Hardisty also wears a necklace made of garbage to help the children visualize the types of creek-side trash that can be harmful to salmon and other animals. These necklaces have become such a hit with the kids that other docents have made similar ones.

During each tour, Hardisty speaks to the children about her grandfather and the home he purchased on Whidbey Island when she was 11 years old. She tells the children how she used to stand on the beach and cast her fishing line, catching salmon near the shore. She tells them how big and plentiful the fish were. Hardisty’s family still shares the property, but she finds it hard to reconcile present-day experiences with those from her childhood.

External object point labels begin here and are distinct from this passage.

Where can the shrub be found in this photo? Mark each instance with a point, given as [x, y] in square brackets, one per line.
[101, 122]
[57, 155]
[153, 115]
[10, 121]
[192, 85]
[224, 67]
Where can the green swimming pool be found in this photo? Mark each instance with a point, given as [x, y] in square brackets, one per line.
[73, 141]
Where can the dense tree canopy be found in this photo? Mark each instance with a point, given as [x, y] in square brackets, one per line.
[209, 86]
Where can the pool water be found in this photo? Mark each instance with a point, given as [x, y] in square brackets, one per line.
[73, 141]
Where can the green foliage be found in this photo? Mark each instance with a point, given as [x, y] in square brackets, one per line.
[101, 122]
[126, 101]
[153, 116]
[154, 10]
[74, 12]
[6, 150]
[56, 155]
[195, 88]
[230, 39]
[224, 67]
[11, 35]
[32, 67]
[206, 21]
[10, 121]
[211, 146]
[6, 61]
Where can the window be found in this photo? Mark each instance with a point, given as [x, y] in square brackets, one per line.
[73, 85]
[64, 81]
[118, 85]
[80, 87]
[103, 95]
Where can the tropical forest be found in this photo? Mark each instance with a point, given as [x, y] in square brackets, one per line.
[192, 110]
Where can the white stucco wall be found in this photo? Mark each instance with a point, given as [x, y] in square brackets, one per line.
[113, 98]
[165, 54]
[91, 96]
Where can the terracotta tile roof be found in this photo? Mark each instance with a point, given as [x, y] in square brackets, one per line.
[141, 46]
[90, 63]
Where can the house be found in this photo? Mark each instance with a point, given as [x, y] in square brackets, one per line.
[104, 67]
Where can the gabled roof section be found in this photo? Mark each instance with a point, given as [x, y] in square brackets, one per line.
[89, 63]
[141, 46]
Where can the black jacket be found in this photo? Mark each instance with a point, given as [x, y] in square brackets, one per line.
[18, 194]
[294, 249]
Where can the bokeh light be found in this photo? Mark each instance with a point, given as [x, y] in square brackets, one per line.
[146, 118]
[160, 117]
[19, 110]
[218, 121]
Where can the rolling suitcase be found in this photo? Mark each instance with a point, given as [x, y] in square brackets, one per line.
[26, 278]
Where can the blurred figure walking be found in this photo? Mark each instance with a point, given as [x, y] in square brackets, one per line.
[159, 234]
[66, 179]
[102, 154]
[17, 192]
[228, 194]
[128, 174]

“I talk to (the children) a little bit about how that is a really short period of time to see such big changes,” she said. “Over the course of my lifetime, the salmon have gotten smaller, they’ve gone deeper.”

Hardisty said those drastic changes are why she has continued to volunteer at the hatchery year after year, hoping to inspire future generations of environmental stewards.

“The hope is that someday — not all of them but one or two of them — will be in a political situation where they can have that singular voice that will fund programs like this, or that will fund other programs that will help the environment and work toward sustainability,” she said.

Photo by Rachel Coward

Photo by Rachel Coward

Brian Gilomen

Service support technician, Eastside Fire and Rescue

Each morning, Brian Gilomen dons his bright-yellow, reflective jacket, an overloaded key ring hanging from his belt — filled with keys that unlock numerous doors across the Eastside. Behind those doors lie the nerve centers for each of Eastside Fire and Rescue’s stations.

As the service support technician for emergency responders, Gilomen has been the sole maintainer of the department’s 16 buildings for the last 20 years. He said no two days ever have been the same, and he seldom knows where each day will take him. One day, he could be working on an antiquated boiler, tucked away into the corner of a station built in the 1930s. The next day, he could find himself fixing the radiated flooring in the department’s most contemporary stations.

“They challenge me sometimes, it definitely keeps you hopping,” Gilomen said. “All our facilities are scattered throughout the county from (Issaquah) to Tiger Mountain, to North Bend, Carnation, and Sammamish, so I have to figure out my priorities and what is necessary and try to schedule routine stuff like filter changes and glycol testing, lots of stuff that is always on a schedule that you try to keep.”

Gilomen has an almost-encyclopedic knowledge of the inner workings of each station’s systems, including the highly-energy efficient LEED-certified Fire Station 72 on Northwest Maple Street in Issaquah.

The station is equipped with an 8,500-gallon, above-ground rainwater tank used for toilet flushing, laundry, irrigation, and truck washing. Solar panels on the station’s roof not only keep everything running, but they also put excess wattage back onto the power grid. Advanced lighting and energy controls shut down when they sense first responders leaving the station on a call, going so far as to turn the oven off to prevent cooking fires, ironically enough.

Station 72 is one of the more complicated stations on Gilomen’s route. “I call this room the submarine room because of all the pipes, it is a lot of stuff crammed into a little space,” Gilomen said as he walked into a large closet inside the station’s fitness center. Despite the massive tangle, Gilomen knows exactly what each pipe does and will tell you about them in detail if asked.

“I try to learn all the time — like with the solar panels and the rainwater collection — I never knew what that stuff was (before Station 72 was built),” he said. “Sometimes it is challenging but it’s always rewarding. I feel good trying to make these guys’ jobs easier. It is hard enough what they do, it is nice to help out where I can.”

More than making the first responders’ lives easier by making sure everything functions as it should, Gilomen realizes that his primary function is protecting the protectors.

“The highest priority for my job is the safety and security of the guys in these buildings,” he said. “The building can burn down for all I care just so long as these guys are safe on the way out.”